The budding singer-songwriter took his vocal models from the trova, but his instrumental inspiration came from jazz. “That's the music I always listened to,” he recalls. “In 1984 a friend named Roberto Toirac used to have jazz sessions on Saturdays and Sundays. That's where I met the people from [Grammy-winning Cuban jazz ensemble] Irakere, where I met [trumpeter] Arturo Sandoval. I went to that house to be a part of it. Because that man with the beard,” he strokes his chin contemptuously, “would not let us hear jazz otherwise. That was the music of bohemia, the music of specters.”
To illustrate Cespedes pretends to play a stand-up bass, mimicking the thud of the bass strings then singing, “With this music, you ease for a little while the up-all-night heart/And then the song wings out through my mouth from my soul.”
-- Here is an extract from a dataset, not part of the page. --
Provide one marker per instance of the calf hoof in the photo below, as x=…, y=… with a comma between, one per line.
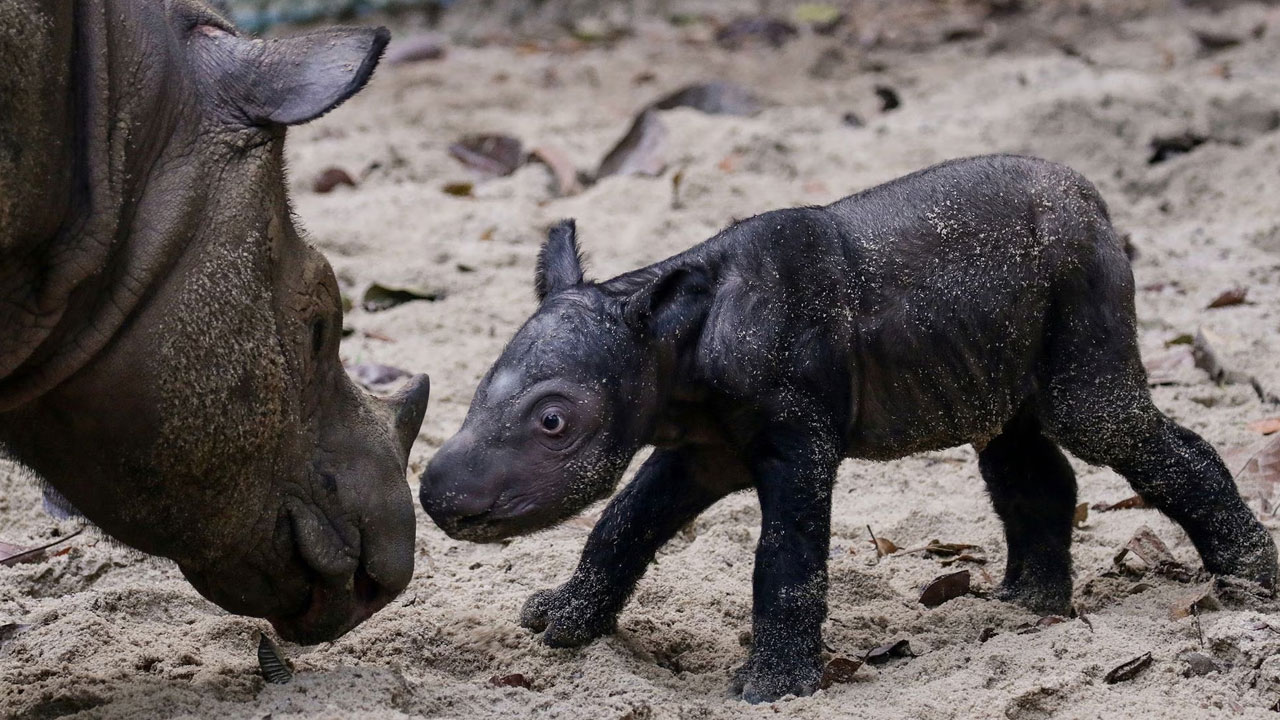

Like all of the tracks on Cespedes's most recent release, Dónde Está La Vida, “Asi Es Mi Musica” (“My Music Is Like This”) marries jazz instrumentals with traditional trova vocal styling, often setting up a dialogue between piano and voice, punctuated sparingly by the snare drum and bass. Unlike African-American song traditions, which convey emotion in go-for-broke bent notes influenced by the rapture of the spiritual, the troubadour shows feeling with restraint. “What I'm proposing is to arrive at the center of the listener” says Cespedes, “simply with a broken spirit that you can hear in a broken voice.”